Depuis les origines, la fumée a accompagné les rituels des diverses croyances en tant que symbole du lien spirituel entre la terre et le ciel. Sa présence revêtait dans la plupart des cas un caractère sacré, qu’il s’agisse des autels dont les vestales ne devaient pas laisser le foyer s’éteindre ou des fumigations de chanvre propres aux druides avant les sacrifices. Pour les Indiens des Antilles, l’acte de fumer revêtait un caractère à la fois sacré et thérapeutique, car la médecine relevait pour eux de la magie. Cette conception s’opposait à celle qui avait eu cours en Europe durant l’Antiquité et le haut Moyen Age où ces deux composantes sociales étaient distinctes, et explique que chaque indigène, du moins à partir d’un certain niveau social, pouvait s’y adonner. Les Aztèques cultivaient le tabac pour le fumer lors des cérémonies religieuses, mais également à la fin des banquets. Leur considération allait à la pipe au détriment du cigare. La justification de la conquête du Nouveau Monde par les Espagnols était l’évangélisation des indigènes. Et pour cela, le pape Alexandre VI avait, par quatre bulles émises en 1493, concédé aux seuls Espagnols le droit à gouverner les Indes occidentales sous la condition de convertir les peuples qui s’y trouvaient. Comme les fondements du droit étaient religieux, tous les moyens militaires ou politiques devaient être employés pour réaliser ce dessein, puisque la monarchie espagnole n’était habilitée à lever des tributs sur les Amérindiens qu’à cette condition. Entre temps, l’habitude de fumer s’était répandue chez les colons espagnols, ce qui inquiétait le dominicain Bartolomé de Las Casas, alors installé à Cuba, qui leur reprochait cette vilaine manie de goûter le cigare. La pratique tabagique étant liée dans le Nouveau Monde aux croyances païennes des indigènes, on comprend l’acharnement des missionnaires espagnols pour l’éradiquer afin de pouvoir soumettre les peuples conquis à la foi chrétienne. Par contre, on comprend difficilement la répression dont ont pu faire l’objet les fumeurs européens, sachant que leur pratique se faisait en dehors du contexte spirituel initial.

La seule explication cohérente à la persécution absurde des fumeurs occidentaux est la jeunesse des Etats européens.
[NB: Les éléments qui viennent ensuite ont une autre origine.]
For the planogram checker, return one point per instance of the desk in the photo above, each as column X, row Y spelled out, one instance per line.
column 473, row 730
L’apparition du tabac en Europe correspond à la constitution récente des royaumes européens. C’est le cas de l’Espagne qui reconquiert son territoire avec la prise de Grenade sur les Maures en 1492, de la France dans la première moitié du XVIe siècle et de la Grande-Bretagne au XVIIe siècle. Comme la légitimation du pouvoir du souverain reposait sur une religion, les autres croyances étaient bannies car elles pouvaient générer un système politique différent. Les clergés européens en faisant l’amalgame des fumigations avec le paganisme quel qu’il soit, interprétaient la diffusion de l’usage du tabac comme une menace pour des royaumes à peine unifié. L’anathème jeté sur le tabac se perpétua au Royaume-Uni jusqu’au XIXe siècle. La société victorienne s’accommodait mal des plaisirs de la fumée. Cette hostilité poussa les amateurs de cigare anglais à concevoir des sanctuaires consacrés au cigare : les « cigar divans » londoniens. Il s’agissait de clubs meublés de canapés, de billards et d’une bibliothèque où l’on jouait aux cartes et aux échecs, tout en se mêlant d’activités culturelles. Ils étaient bien plus vastes que les smoking rooms des clubs privés traditionnels. L’assouplissement des contraintes sociales envers le tabac intervenu au début de la Première Guerre mondiale, consécutivement à la généralisation de la consommation de la cigarette contribua à leur disparition.
savoir rouler le cigare
L’acceptation du tabac dans nos sociétés, comme nous venons de le voir, est un phénomène récent. Mais, aujourd’hui, le spectre du retour à l’ordre moral dans nos sociétés modernes fait planer au-dessus des fumeurs, l’ombre d’une nouvelle croisade au nom d’une vertueuse intolérance qui est celle d’une prévention médicale établie sur la peur et dont le dessein est d’éradiquer le tabagisme. Chaque fumeur de cigare cédant à son plaisir devrait avoir conscience, plus que les autres consommateurs de tabac, de s’approprier un peu du rituel sacré originel qui a valu à leurs prédécesseurs tant de tracasseries.